Hi all
I’ll keep this as brief as possible:
PROBLEM: A mystery process steals focus from whatever program I’m running on Windows, once per session. I am concerned that this behavior could indicate the presence of malicious software.
If I’m using an application that runs in the Windows desktop, that window becomes inactive, just as if I’d clicked on the desktop or task bar.
If I’m using a full screen application, such as a game, the game minimizes and I’m returned to the Windows desktop, just as if I’d hit alt+tab.
The issue only seems to occur once per session.
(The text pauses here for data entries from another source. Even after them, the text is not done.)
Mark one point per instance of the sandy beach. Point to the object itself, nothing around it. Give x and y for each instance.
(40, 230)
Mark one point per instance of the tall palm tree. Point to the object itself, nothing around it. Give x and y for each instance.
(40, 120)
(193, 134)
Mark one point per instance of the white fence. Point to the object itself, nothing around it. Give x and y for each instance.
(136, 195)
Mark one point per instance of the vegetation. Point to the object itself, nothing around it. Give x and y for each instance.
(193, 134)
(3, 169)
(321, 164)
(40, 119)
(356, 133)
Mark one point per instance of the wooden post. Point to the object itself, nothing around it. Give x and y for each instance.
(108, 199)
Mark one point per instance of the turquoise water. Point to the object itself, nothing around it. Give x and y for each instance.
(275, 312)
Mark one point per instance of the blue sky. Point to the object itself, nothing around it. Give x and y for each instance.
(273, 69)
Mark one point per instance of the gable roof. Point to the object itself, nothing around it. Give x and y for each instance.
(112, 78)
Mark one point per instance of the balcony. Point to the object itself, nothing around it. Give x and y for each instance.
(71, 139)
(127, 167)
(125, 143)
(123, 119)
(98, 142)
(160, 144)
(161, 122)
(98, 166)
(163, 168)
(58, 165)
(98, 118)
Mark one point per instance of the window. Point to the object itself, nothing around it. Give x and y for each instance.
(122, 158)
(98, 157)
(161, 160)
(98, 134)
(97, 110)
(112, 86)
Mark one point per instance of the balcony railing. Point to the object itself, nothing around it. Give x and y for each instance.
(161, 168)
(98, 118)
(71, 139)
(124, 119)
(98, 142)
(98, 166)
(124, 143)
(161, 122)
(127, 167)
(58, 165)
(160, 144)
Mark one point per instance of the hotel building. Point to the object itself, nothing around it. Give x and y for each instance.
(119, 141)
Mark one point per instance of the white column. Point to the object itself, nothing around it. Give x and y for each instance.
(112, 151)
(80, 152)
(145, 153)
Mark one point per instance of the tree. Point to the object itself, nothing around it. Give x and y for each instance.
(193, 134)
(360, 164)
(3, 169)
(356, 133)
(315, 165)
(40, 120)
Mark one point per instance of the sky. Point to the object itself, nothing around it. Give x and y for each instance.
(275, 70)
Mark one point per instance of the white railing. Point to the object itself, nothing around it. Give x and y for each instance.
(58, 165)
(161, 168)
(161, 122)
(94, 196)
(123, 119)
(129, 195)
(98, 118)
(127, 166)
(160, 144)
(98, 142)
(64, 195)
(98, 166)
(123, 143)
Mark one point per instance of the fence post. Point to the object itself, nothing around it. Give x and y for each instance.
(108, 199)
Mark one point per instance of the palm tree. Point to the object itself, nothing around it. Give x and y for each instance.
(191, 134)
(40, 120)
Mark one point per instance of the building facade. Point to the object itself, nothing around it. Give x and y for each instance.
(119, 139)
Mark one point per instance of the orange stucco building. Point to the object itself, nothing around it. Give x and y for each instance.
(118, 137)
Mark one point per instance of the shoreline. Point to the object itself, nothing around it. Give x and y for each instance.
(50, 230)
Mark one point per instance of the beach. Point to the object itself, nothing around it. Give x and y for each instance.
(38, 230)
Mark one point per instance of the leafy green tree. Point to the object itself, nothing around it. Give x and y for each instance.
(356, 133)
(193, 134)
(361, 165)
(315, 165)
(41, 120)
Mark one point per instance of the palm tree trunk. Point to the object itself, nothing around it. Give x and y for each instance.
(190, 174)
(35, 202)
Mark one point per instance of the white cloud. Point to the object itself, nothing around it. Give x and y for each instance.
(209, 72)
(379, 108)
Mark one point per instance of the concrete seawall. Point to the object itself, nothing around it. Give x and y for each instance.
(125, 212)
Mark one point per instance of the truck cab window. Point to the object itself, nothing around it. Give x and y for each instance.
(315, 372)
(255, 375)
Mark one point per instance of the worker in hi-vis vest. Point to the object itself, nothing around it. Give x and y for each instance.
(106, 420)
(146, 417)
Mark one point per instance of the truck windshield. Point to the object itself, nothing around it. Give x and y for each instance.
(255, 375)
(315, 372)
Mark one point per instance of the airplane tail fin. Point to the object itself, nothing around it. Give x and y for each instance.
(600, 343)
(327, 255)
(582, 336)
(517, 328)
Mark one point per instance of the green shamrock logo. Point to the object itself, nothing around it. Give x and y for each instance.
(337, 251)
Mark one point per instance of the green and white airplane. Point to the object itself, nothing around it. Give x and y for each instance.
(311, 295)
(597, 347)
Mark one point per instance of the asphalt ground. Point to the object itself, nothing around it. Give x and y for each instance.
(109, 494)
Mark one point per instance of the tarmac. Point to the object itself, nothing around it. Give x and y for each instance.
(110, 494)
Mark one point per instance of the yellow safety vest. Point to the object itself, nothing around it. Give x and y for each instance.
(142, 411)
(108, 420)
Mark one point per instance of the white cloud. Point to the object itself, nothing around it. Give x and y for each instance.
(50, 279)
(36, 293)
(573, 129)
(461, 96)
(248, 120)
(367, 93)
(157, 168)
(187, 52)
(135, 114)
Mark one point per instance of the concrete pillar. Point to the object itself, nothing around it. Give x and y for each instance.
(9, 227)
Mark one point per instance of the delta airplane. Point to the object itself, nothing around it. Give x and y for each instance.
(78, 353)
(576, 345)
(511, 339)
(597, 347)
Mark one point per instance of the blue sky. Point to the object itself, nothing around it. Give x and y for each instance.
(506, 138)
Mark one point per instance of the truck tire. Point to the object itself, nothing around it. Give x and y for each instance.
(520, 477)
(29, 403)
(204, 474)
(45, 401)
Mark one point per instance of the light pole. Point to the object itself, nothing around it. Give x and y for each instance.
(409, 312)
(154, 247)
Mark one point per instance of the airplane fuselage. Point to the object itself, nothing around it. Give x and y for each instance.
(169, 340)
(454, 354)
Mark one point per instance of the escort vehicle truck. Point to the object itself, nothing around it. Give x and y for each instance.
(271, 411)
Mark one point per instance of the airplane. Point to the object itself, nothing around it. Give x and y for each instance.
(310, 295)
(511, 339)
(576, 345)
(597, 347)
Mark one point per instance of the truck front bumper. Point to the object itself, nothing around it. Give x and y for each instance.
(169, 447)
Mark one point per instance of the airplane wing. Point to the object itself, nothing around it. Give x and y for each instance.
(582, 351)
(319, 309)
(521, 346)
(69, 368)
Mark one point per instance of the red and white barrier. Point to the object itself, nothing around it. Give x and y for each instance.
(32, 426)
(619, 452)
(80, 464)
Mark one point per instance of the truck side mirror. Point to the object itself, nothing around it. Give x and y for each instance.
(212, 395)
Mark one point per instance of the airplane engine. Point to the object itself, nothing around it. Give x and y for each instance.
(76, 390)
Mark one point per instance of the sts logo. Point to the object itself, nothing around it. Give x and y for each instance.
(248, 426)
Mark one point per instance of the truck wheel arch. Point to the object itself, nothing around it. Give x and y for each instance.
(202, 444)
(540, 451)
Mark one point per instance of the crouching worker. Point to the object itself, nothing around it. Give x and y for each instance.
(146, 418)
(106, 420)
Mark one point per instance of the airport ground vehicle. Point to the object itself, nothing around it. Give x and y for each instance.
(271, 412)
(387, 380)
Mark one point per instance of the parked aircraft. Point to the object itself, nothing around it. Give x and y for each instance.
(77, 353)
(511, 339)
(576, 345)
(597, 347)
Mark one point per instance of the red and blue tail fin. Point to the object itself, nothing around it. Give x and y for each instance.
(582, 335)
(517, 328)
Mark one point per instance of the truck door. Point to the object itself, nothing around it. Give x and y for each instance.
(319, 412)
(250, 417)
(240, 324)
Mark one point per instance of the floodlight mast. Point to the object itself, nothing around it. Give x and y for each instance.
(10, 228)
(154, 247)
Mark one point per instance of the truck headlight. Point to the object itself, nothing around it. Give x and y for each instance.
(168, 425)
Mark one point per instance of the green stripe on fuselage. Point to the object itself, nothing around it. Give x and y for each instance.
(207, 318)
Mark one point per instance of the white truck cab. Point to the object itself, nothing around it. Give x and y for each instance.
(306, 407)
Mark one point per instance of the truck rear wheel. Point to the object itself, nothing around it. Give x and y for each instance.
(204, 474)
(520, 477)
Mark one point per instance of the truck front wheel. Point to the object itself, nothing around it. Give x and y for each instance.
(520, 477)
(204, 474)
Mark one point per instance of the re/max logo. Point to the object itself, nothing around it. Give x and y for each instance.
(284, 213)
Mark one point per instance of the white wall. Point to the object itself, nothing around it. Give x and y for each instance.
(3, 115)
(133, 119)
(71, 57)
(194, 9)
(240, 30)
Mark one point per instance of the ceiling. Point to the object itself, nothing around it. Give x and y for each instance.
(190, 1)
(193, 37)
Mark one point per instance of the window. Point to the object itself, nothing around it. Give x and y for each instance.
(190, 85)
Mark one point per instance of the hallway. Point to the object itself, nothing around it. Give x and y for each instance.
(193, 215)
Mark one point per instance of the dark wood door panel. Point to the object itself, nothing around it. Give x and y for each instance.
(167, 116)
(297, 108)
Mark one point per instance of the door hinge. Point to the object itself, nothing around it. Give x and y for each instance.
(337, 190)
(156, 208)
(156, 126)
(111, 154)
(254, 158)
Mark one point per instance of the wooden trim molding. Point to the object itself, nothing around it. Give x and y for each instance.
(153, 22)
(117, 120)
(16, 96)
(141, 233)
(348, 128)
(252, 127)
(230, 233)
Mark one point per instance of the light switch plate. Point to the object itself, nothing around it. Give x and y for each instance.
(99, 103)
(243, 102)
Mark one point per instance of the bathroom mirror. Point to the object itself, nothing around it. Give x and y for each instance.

If I restart or shut down the computer and power up again, it will re-occur after I’ve logged back in to windows.
I haven’t been able to find anything to help me identify the process in Windows Event Viewer. I tried opening Task Manager the last time a loss of focus occurred, but I couldn’t identify any usual processes. I checked Avast’s firewall logs and the only activity recorded around the time of the loss of focus is pasted below. 192.168.5.1 is my LTE modem’s LAN address; 192.168.5.75 is the ip assigned to my notebook by the LTE modem’s DHCP service.
27/12/2017 17:33:54 192.168.5.1 - 192.168.5.75 3 ICMP Out Public Icmp Destination Unreachable Out Block
27/12/2017 17:32:07 192.168.5.1 - 192.168.5.75 3 ICMP Out Public Icmp Destination Unreachable Out Block
27/12/2017 17:32:05 192.168.5.1 - 192.168.5.75 3 ICMP Out Public Icmp Destination Unreachable Out Block
27/12/2017 17:31:53 fe80::4fd:90ff:fece:d1 - ff02::1 130 ICMPv6 In Public Icmp6 Listener Query In Block
SPECS:
OS - Windows 8.1, fully patched/updated as of 12 December 2017
AVAST - Avast Internet Security 17.9.2322, fully licensed
NETWORK HARDWARE - Netgear LB1110 LTE modem, connected to my notebook’s ethernet port when I’m on the move or connected to a Netgear R7000 Nighthawk at home.
STARTUP PROGRAMS - i) Avast launcher ii) Catalyst Control Centre (graphics card related, last updated without issues at the beginning of the year) iii) HP Accelerometer iv) RealtekHD Audio Manager v) Synaptics Touchpad
POSSIBLE CAUSES:
-
The Netgear LTE modem.
When I first fired the modem up, it opened Chrome and auto navigated to its management/set-up page. This is normal behaviour for Netgear kit, but it might be possible that buggy firmware could be causing windows to return focus to the desktop in anticipation of a browser window opening. -
Avast 17.9.2322
The problem appeared shortly after I updated to 17.9.2322. However, I haven’t been able to find any other reports on the forums of the update triggering similar issues. -
Poorly written malware.
This is a possibility, but repeated scans using Avast have failed to reveal anything wrong.